La Grammaire est le sujet du premier livre des Étymologies ; la Rhétorique et la Logique occupent le second ; le troisième est consacré aux Sciences mathématiques et astronomiques ; la Médecine, le Droit auquel l’auteur adjoint l’étude du calendrier, précèdent, suivant un ordre dont la règle ne se laisse guère percevoir, les livres consacrés à Dieu et à l’Église ; puis les sciences naturelles se développent ; Anthropologie, Zoologie, Cosmographie, Géographie, Minéralogie, Géologie, Agronomie et Botanique se succèdent, et cèdent la place à des livres qui traitent vraiment de omni re scibili, qui enseignent jusqu’à la cuisine, jusqu’aux outils de jardinage et d’équitation, dont l’étude met fin aux Étymologies.
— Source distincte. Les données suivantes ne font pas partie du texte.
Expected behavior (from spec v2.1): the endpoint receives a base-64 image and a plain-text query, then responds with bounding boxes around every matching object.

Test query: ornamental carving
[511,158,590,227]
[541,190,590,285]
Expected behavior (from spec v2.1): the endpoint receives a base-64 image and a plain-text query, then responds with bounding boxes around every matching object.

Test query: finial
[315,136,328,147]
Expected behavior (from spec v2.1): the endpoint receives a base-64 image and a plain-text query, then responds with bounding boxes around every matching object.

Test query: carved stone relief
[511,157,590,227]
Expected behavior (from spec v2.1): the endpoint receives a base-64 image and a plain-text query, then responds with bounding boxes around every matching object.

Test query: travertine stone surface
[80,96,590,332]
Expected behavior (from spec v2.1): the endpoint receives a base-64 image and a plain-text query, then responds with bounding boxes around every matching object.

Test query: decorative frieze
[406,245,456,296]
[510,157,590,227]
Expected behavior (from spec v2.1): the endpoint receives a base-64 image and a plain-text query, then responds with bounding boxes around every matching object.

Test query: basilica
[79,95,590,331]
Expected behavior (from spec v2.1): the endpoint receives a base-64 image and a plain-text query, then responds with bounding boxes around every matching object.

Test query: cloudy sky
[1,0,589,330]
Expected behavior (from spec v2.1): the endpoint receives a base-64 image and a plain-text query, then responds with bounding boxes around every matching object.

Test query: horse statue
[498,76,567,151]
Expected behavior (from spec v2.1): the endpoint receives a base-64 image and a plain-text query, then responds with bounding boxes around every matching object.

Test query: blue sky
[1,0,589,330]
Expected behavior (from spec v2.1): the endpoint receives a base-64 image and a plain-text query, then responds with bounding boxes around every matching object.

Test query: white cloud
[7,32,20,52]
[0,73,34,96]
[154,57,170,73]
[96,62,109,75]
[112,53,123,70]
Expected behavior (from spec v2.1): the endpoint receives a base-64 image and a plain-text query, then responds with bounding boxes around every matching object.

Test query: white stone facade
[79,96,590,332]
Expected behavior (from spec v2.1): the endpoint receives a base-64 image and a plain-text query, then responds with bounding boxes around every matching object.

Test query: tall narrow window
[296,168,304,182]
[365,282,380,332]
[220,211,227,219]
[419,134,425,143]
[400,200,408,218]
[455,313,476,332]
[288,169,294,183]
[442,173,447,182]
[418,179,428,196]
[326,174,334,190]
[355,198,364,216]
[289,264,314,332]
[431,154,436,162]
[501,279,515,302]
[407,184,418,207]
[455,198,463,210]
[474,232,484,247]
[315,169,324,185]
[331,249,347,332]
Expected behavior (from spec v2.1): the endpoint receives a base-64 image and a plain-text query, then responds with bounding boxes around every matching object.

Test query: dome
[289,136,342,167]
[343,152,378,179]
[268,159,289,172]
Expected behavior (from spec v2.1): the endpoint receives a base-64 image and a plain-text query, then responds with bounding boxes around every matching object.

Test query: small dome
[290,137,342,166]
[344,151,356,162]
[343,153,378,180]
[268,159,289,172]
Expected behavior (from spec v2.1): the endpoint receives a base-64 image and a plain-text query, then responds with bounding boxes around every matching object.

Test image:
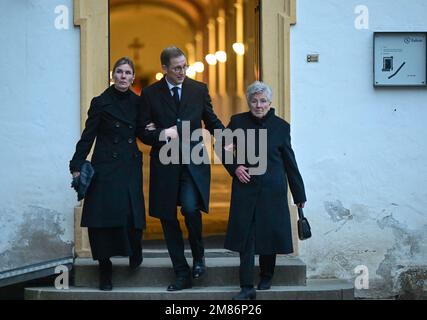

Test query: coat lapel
[179,77,193,113]
[158,78,178,116]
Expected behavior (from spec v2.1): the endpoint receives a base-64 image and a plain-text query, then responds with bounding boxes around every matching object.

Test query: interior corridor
[110,0,260,239]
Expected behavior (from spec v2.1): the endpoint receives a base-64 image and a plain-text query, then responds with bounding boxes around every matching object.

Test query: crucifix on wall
[128,37,148,91]
[128,37,144,62]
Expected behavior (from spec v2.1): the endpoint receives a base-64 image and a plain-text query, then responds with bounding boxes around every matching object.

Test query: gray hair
[246,81,273,106]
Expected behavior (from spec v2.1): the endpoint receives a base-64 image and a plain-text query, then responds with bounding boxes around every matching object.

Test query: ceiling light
[215,51,227,63]
[232,42,245,55]
[205,54,217,66]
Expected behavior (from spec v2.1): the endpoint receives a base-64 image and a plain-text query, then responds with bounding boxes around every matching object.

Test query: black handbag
[297,207,312,240]
[71,160,94,201]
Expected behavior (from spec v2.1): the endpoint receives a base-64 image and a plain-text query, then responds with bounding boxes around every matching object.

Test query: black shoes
[257,276,272,290]
[167,275,192,291]
[99,259,113,291]
[192,257,206,279]
[166,255,205,291]
[129,250,143,270]
[232,287,256,300]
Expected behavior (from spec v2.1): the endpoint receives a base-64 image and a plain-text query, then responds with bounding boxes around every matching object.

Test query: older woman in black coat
[70,57,147,291]
[222,81,307,300]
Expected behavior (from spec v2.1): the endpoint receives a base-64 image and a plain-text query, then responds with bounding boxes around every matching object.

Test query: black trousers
[239,217,277,288]
[161,166,204,277]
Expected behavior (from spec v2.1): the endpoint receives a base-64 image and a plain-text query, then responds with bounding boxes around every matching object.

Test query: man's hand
[165,125,178,140]
[145,122,156,131]
[235,165,251,184]
[224,143,234,152]
[296,202,305,208]
[72,172,80,178]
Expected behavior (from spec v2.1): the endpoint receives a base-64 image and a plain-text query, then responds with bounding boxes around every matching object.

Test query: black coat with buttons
[70,86,145,229]
[139,77,224,220]
[223,109,306,254]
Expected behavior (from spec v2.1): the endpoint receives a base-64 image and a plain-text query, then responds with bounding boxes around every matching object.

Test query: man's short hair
[161,47,186,66]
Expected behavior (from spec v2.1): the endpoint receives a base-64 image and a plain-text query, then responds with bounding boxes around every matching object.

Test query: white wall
[291,0,427,298]
[1,0,425,297]
[0,0,80,273]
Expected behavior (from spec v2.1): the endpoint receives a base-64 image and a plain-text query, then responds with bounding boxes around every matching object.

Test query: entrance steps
[25,250,354,300]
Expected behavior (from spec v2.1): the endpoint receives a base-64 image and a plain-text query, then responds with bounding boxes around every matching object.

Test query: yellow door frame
[73,0,109,257]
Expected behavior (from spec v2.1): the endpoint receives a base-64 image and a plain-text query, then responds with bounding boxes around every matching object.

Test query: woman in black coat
[223,81,307,300]
[70,57,146,291]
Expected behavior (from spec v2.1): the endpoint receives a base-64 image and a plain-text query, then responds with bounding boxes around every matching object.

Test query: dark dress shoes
[192,257,206,279]
[99,278,113,291]
[129,250,143,270]
[167,276,192,291]
[232,287,256,300]
[257,276,272,290]
[99,259,113,291]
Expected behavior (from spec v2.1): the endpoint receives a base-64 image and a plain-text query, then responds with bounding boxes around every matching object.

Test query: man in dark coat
[139,47,224,291]
[221,81,306,300]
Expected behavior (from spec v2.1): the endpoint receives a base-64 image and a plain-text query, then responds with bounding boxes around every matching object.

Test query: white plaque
[374,32,426,87]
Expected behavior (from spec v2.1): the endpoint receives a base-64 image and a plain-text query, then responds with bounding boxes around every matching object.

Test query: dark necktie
[172,87,180,111]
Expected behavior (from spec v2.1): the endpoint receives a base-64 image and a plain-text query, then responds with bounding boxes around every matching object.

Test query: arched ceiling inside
[110,0,210,30]
[110,4,196,84]
[109,0,225,86]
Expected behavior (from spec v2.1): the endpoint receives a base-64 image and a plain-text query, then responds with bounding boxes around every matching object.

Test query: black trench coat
[223,109,306,254]
[70,86,145,229]
[139,77,224,220]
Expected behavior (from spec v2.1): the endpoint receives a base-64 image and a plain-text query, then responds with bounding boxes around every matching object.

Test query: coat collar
[248,108,276,126]
[99,86,136,125]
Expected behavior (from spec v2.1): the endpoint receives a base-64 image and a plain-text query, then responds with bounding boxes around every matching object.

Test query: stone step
[73,255,306,288]
[25,279,354,300]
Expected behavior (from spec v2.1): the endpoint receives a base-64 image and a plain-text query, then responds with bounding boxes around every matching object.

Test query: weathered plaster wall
[291,0,427,298]
[0,0,79,273]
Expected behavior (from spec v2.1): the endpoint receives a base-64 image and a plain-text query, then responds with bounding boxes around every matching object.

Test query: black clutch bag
[297,207,312,240]
[71,160,94,201]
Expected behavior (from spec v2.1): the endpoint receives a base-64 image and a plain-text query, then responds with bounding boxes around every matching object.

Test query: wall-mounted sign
[374,32,426,87]
[307,54,319,63]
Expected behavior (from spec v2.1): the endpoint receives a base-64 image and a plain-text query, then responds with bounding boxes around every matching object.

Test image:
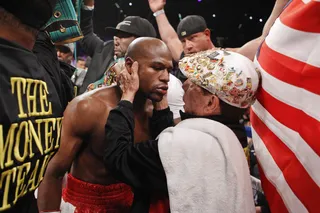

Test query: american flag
[251,0,320,212]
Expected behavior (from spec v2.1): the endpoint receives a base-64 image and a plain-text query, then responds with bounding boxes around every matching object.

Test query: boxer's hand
[118,62,139,103]
[148,0,166,13]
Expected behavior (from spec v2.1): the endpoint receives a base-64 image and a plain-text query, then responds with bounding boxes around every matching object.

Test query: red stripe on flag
[257,88,320,157]
[280,0,320,33]
[258,42,320,95]
[256,161,289,213]
[251,109,320,212]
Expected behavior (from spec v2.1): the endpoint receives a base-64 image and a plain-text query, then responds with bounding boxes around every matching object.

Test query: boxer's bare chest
[71,97,153,184]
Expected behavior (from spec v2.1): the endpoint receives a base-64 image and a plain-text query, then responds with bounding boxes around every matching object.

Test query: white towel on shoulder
[158,118,255,213]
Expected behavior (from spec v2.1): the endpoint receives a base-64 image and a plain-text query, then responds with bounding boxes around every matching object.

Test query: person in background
[0,1,65,212]
[149,0,215,63]
[148,0,291,63]
[78,0,157,94]
[76,57,87,69]
[72,57,88,88]
[56,45,74,65]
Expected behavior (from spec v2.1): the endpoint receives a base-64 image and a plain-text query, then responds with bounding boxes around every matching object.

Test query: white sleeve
[167,74,185,119]
[82,4,94,11]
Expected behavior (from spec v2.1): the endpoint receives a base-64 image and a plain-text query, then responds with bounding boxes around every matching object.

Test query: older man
[104,49,260,212]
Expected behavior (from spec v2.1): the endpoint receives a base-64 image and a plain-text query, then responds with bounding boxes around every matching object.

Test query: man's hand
[148,0,166,13]
[118,62,139,103]
[110,59,126,76]
[83,0,94,7]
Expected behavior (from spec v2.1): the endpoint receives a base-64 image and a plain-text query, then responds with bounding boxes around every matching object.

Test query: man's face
[182,79,215,116]
[135,46,173,102]
[114,32,136,58]
[181,30,211,54]
[57,51,73,64]
[76,60,86,69]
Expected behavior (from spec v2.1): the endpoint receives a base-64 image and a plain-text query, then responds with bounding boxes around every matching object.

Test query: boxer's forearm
[37,163,64,211]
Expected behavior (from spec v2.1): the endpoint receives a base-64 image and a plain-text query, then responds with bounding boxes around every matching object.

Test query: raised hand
[148,0,166,13]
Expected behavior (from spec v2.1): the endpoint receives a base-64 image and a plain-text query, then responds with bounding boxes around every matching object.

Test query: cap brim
[105,27,138,37]
[105,27,119,36]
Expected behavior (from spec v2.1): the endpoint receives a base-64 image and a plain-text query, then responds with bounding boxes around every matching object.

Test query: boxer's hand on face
[119,62,139,103]
[148,0,166,13]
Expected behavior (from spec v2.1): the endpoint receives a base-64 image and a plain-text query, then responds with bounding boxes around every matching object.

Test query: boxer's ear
[125,57,134,74]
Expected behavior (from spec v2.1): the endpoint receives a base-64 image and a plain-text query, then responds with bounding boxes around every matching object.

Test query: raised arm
[79,0,104,57]
[148,0,183,62]
[235,0,290,60]
[37,99,96,212]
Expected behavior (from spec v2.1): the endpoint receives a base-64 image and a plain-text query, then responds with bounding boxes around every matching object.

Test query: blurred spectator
[56,44,73,64]
[76,57,86,69]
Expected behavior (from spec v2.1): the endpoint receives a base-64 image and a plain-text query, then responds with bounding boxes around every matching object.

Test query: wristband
[40,211,61,213]
[153,9,165,17]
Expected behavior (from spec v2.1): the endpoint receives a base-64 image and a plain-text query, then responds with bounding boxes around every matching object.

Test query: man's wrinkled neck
[208,41,215,50]
[0,25,37,50]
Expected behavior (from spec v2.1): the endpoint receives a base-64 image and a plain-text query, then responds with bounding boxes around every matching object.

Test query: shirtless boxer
[37,37,173,213]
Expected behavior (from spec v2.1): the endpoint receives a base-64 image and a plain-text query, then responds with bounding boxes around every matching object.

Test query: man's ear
[204,28,211,40]
[204,95,220,115]
[125,57,134,74]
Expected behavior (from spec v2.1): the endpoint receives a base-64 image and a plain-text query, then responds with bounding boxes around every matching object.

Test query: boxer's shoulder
[62,96,107,134]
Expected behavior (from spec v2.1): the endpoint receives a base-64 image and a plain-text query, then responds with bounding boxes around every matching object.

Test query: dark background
[90,0,275,47]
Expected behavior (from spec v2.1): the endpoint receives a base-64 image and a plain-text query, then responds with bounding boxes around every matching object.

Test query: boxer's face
[136,45,173,102]
[114,32,136,58]
[181,29,212,54]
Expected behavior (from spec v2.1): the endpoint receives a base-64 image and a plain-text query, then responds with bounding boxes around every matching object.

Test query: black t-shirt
[0,38,64,213]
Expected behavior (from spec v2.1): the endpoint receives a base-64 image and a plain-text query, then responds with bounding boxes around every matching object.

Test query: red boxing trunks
[62,174,133,213]
[149,195,170,213]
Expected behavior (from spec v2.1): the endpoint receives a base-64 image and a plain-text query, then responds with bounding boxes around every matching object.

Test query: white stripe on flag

Les Origines d’Isidore de Séville sont comme le type sur lequel se modèleront plusieurs traités du Moyen Âge, et de ceux qui auront le plus de vogue ; en lisant les écrits que nous devrons analyser au cours du présent chapitre, nous serons souvent amenés à reconnaître, dans leur composition, l’influence des Étymologies. Lorsqu’au xiiie siècle, l’encyclopédie du grand Évêque espagnol aura vieilli à l’excès, de nouvelles compilations analogues verront le jour ; Barthélemy l’Anglais, le premier, composera son De proprietatibus rerum, puis Vincent de Beauvais écrira son Speculum triplex, naturale, historiale, morale ; ces deux livres, dont la vogue sera extrême, ne se borneront pas à reproduire maint chapitre des Étymologies ; ils procéderont du même esprit que le traité d’Isidore ; ils rivaliseront de succès avec ce traité, parce que, comme lui, ils s’efforceront de satisfaire à un désir, toujours ardent chez un grand nombre d’hommes, celui de posséder un livre où toute la Science soit condensée et emmagasinée, où l’on trouve sans peine réponse, à tout.